Mit Volkmar Halbleib (von links) überreichte Markus Rinderspacher den Anerkennungspreis der SPD-Landtagsfraktion an Monika Conrad sowie Rosemarie Hofmann, die treibenden Kräfte des Initiativkreises Kultur, Geschichte & Archäologie.

23. März 2018

Auf die Oberbayern ist Monika Conrad nicht gut zu sprechen. Zu lebendig ist die Erinnerung an ein Fest 2007 an der Gaibacher Konstitutionssäule. „Da kamen die Oberbayern in sechs Bussen mit Bier und Alphornbläsern und haben sich selbst gefeiert“, erinnert sich Conrad.

Diese Erfahrung war der Auslöser für die geschichtsinteressierte Frau und ihre Mitstreiter, den Initiativkreis Kultur, Geschichte und Archäologie zu gründen und selbstbewusst die Erinnerungen an die eigene Historie des Kitzinger Landes zu wecken und zu stärken. Neben Monika Conrad arbeiten die Historikerin Rosemarie Hofmann (Wiesenbronn), Dr. Ute Feuerbach, Bürgermeisterin Gerlinde Stier (Kleinlangheim) und Oskar Friedel dabei mit.

Anlässlich 200 Jahre Bayerische Verfassung von 1818 organisiert der Initiativkreis in diesem Jahr zahlreiche Veranstaltungen, Ausstellung und Exkursionen zur Demokratiegeschichte in der Region rund um die Gaibacher Konstitutionssäule und den Konstitutionssaal, sowie die Sonderausstellung „Als Franken zu Bayern kam“ in der Volkacher Barockscheune.

Um das Engagement der Mitglieder des rührigen Initiativkreises zu würdigen und der diesjährigen Jubiläen - 200 Jahre Verfassung und 100 Jahre Freistaat Bayern – zu gedenken, besuchten am vergangenen Wochenende Markus Rinderspacher, Fraktionssprecher der SPD Landtagsfraktion, und MdL Volkmar Halbleib (Ochsenfurt) Saal und Säule. Im passenden Ambiente dort verliehen sie den Mitgliedern des Initiativkreises den Anerkennungspreis für Demokratiegeschichte und politische Bildung der SPD-Landtagsfraktion.

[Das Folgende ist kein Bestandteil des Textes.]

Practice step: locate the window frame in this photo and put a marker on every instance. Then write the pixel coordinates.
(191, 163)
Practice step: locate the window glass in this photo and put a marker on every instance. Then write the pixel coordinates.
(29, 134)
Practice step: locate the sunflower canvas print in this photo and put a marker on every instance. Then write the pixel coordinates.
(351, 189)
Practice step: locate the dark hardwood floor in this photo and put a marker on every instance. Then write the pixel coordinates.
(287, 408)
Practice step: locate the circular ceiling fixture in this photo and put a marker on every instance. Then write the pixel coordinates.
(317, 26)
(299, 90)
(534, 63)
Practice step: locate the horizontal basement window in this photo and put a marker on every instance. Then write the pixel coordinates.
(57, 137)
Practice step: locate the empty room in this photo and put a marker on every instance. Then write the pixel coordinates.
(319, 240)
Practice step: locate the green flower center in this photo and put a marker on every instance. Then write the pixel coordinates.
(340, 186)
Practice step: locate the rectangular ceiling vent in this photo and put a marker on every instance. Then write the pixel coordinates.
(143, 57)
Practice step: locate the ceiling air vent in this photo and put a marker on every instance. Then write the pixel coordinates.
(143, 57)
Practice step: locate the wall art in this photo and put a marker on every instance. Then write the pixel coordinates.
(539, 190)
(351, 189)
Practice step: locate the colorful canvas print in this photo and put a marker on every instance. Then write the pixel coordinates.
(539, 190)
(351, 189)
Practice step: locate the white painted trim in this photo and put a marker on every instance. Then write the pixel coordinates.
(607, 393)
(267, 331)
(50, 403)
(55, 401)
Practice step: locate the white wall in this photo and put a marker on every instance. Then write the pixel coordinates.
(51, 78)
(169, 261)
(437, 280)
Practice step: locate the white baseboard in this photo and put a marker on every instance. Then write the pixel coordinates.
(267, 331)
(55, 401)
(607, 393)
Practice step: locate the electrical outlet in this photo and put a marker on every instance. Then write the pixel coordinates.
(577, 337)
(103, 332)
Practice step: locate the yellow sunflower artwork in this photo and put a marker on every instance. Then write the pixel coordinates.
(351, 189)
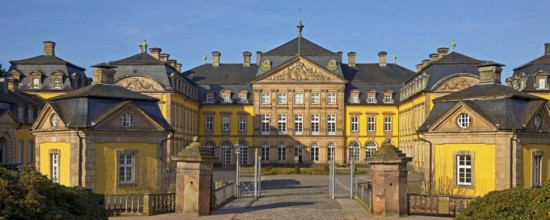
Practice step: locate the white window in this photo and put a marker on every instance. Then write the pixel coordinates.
(281, 152)
(463, 120)
(226, 122)
(370, 148)
(242, 123)
(225, 152)
(30, 151)
(282, 123)
(387, 123)
(281, 98)
(265, 124)
(56, 83)
(54, 167)
(464, 170)
(126, 168)
(331, 124)
(331, 98)
(20, 155)
(210, 146)
(331, 151)
(209, 98)
(315, 124)
(265, 98)
(315, 152)
(299, 98)
(371, 124)
(354, 148)
(354, 123)
(265, 152)
(298, 124)
(127, 120)
(315, 98)
(371, 98)
(209, 123)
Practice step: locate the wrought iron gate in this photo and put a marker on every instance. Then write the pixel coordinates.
(248, 178)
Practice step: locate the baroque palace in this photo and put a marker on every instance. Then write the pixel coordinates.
(298, 103)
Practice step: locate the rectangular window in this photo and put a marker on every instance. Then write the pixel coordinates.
(371, 124)
(265, 124)
(331, 98)
(299, 98)
(281, 98)
(30, 151)
(126, 168)
(537, 166)
(354, 123)
(387, 123)
(315, 124)
(242, 123)
(464, 170)
(281, 153)
(331, 124)
(315, 98)
(265, 152)
(281, 119)
(226, 123)
(265, 98)
(54, 167)
(209, 123)
(298, 124)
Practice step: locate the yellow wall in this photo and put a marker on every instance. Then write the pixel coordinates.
(527, 164)
(64, 159)
(483, 169)
(106, 168)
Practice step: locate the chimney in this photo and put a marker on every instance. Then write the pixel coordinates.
(419, 67)
(489, 72)
(246, 56)
(258, 57)
(433, 57)
(216, 58)
(49, 48)
(351, 59)
(172, 63)
(164, 57)
(104, 73)
(155, 52)
(442, 51)
(382, 58)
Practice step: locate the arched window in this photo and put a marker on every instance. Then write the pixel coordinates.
(370, 148)
(225, 152)
(314, 152)
(331, 151)
(210, 146)
(354, 147)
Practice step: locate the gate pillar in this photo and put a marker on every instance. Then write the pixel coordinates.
(389, 181)
(194, 179)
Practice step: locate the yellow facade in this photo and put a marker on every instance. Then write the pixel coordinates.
(64, 150)
(106, 168)
(483, 169)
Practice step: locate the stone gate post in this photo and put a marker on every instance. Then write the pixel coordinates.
(389, 181)
(193, 179)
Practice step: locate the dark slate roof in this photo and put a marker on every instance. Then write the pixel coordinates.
(501, 105)
(83, 107)
(108, 91)
(291, 48)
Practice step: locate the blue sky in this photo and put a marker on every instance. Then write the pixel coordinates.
(90, 32)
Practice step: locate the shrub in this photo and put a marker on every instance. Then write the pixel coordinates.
(27, 194)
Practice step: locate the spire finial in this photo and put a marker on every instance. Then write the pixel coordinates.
(453, 44)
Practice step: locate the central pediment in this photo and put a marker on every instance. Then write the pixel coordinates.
(300, 70)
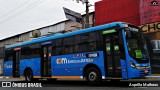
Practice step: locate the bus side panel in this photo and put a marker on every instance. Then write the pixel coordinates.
(73, 64)
(33, 63)
(124, 69)
(7, 68)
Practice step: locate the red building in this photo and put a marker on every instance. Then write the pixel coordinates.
(143, 13)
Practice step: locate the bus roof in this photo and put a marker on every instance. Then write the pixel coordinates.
(55, 36)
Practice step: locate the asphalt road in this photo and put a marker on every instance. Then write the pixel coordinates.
(82, 85)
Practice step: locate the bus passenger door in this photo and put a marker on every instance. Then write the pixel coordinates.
(46, 61)
(16, 63)
(112, 55)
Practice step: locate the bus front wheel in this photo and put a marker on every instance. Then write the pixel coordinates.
(29, 75)
(93, 76)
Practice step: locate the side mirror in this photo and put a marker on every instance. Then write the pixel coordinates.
(128, 34)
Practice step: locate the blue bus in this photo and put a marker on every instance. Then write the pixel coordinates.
(112, 51)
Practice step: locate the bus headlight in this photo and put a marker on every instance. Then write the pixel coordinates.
(132, 64)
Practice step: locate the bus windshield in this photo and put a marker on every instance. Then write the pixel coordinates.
(136, 43)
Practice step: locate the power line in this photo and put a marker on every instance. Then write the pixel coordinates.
(34, 4)
(15, 9)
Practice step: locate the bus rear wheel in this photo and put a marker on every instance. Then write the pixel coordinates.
(93, 76)
(29, 75)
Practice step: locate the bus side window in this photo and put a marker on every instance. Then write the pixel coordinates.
(57, 47)
(121, 46)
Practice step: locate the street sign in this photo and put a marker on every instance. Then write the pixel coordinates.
(72, 15)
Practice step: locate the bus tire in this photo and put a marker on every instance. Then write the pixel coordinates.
(29, 75)
(93, 76)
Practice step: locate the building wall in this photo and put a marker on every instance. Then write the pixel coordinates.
(72, 25)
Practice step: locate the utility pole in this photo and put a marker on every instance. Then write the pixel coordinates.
(87, 14)
(87, 11)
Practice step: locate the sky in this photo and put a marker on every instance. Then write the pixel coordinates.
(18, 16)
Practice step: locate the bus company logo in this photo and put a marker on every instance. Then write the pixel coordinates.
(154, 3)
(61, 61)
(6, 84)
(7, 66)
(66, 61)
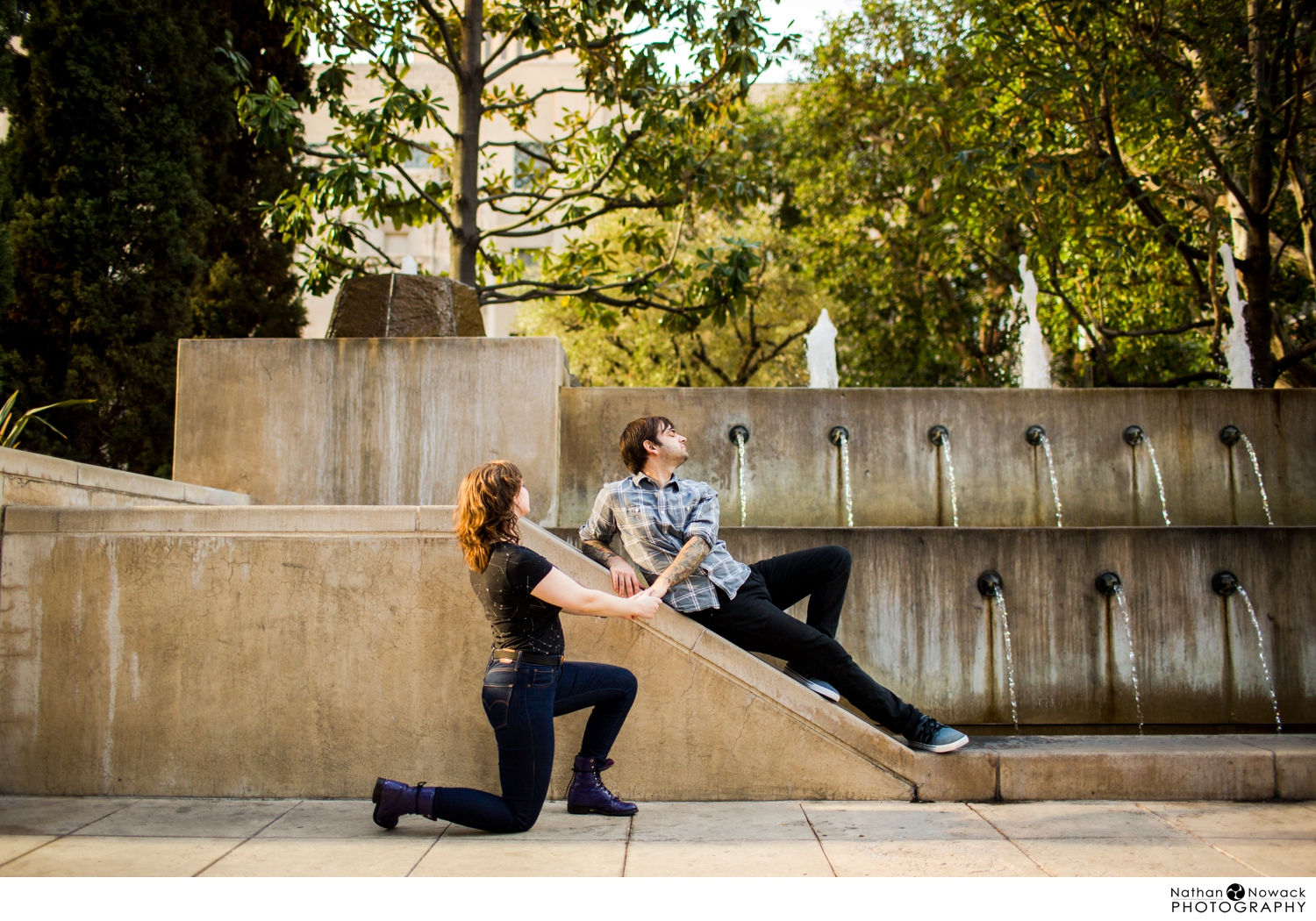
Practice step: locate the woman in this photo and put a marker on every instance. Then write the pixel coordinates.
(526, 683)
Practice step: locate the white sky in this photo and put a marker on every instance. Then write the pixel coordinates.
(808, 16)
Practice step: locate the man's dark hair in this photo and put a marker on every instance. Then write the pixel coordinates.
(637, 432)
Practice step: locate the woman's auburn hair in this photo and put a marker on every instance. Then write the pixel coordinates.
(486, 510)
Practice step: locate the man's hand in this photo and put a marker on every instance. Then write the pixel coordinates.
(624, 579)
(660, 587)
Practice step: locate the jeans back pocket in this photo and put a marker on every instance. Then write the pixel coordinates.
(497, 695)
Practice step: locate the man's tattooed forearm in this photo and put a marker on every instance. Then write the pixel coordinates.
(597, 552)
(687, 560)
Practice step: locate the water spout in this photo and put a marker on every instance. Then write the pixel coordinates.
(1034, 436)
(740, 434)
(840, 436)
(1134, 436)
(1034, 355)
(990, 587)
(1224, 584)
(1237, 355)
(940, 436)
(1231, 436)
(1108, 584)
(820, 353)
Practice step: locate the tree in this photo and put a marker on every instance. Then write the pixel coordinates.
(642, 141)
(762, 346)
(131, 202)
(941, 139)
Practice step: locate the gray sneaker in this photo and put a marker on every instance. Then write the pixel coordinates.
(931, 736)
(816, 684)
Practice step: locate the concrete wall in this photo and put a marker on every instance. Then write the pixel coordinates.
(915, 620)
(899, 478)
(39, 479)
(302, 652)
(366, 421)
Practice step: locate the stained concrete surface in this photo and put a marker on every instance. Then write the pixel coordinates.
(368, 421)
(83, 837)
(899, 478)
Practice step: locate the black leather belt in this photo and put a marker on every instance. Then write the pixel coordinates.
(529, 658)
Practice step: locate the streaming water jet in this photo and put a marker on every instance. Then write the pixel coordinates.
(740, 434)
(990, 587)
(1224, 584)
(1231, 436)
(1034, 436)
(940, 436)
(840, 436)
(1108, 584)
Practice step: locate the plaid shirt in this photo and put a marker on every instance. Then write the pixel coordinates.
(654, 524)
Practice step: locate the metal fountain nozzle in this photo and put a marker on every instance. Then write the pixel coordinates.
(990, 583)
(1107, 583)
(1224, 583)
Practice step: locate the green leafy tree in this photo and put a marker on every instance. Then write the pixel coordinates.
(761, 346)
(131, 195)
(1116, 144)
(642, 141)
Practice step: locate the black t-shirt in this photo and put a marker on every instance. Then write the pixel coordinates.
(520, 620)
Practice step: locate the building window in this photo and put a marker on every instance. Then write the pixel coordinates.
(526, 166)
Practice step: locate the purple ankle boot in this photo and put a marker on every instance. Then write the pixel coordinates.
(587, 792)
(394, 799)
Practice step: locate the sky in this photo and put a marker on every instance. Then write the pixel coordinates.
(808, 16)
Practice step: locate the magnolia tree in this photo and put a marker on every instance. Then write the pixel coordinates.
(642, 139)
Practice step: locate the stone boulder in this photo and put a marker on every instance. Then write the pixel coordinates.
(403, 305)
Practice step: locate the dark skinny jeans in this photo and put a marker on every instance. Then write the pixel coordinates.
(755, 620)
(520, 702)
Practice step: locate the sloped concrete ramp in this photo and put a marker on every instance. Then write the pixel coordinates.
(302, 650)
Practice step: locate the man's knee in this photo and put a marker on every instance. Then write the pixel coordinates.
(840, 560)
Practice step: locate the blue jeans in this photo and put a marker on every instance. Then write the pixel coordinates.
(520, 702)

Wichtiges Erinnern an die demokratische Tradition

An den beiden geschichtsträchtigen Orten riefen die SPD-Politiker in Erinnerung, welche Rolle Sozialdemokraten unerschrockene, engagierte Bürger – wie etwa der Würzburger Bürgermeister Wilhelm-Joseph Behr, der nach dem Gaibacher Fest von 1832 in Haft genommen wurde, auf dem Weg zur Demokratie gespielt haben. „Damit war der Geist von Menschenrechten und gleichen Rechten für alle aus der Flasche und ließ sich letztlich nicht mehr einfangen“, so Fraktionssprecher Rinderspacher. An diese demokratische Tradition knüpften letztlich auch die Sozialdemokraten Kurt Eisner, Erhard Auer und Johannes Timm an, die 1918 die erste Demokratie auf bayerischem Boden ins Leben riefen.

Ehrung in Gaibach
Mit Volkmar Halbleib überreichte Markus Rinderspacher (von links) den Anerkennungspreis der SPD-Landtagsfraktion an Monika Conrad sowie Rosemarie Hofmann (Wiesenbronn), Bürgermeisterin Gerlinde Stier (Kleinlangheim) und Oskar Friedel. Es fehlt Dr. Ute Feuerbach.

In Anwesenheit von Gräfin Schönborn sowie Wolfgang Kremer, Schulleiter des Landschulheimes Gaibach, forderten die beiden Sozialdemokraten, sich der demokratischen Grundwerte wieder zu besinnen, nicht in „wir da unten“ und „die da oben“ aufzuteilen, sondern monarchisches Denken abzulegen und mit bürgerlichen Stolz selbstverständlich Staat und Gesellschaft mitzugestalten. „Zu diesem demokratischen Bewusstsein müssen wir in heutiger Zeit wieder bewusster zurückfinden“, so Halbleib.

Ein bisschen versöhnt ist nach dieser Ehrung auch Monika Conrad mit den Oberbayern. Jedenfalls bedankte sie sich herzlich beim Münchner Rinderspacher und überreichte ihm – der kleine Seitenhieb musste sein – „zum Nachlesen“ das Kitzinger Jahrbuch 2018, in dem sich zahlreiche Aufsätze und Artikel über den Kreis Kitzingen als Wiege der bayerischen Demokratie finden.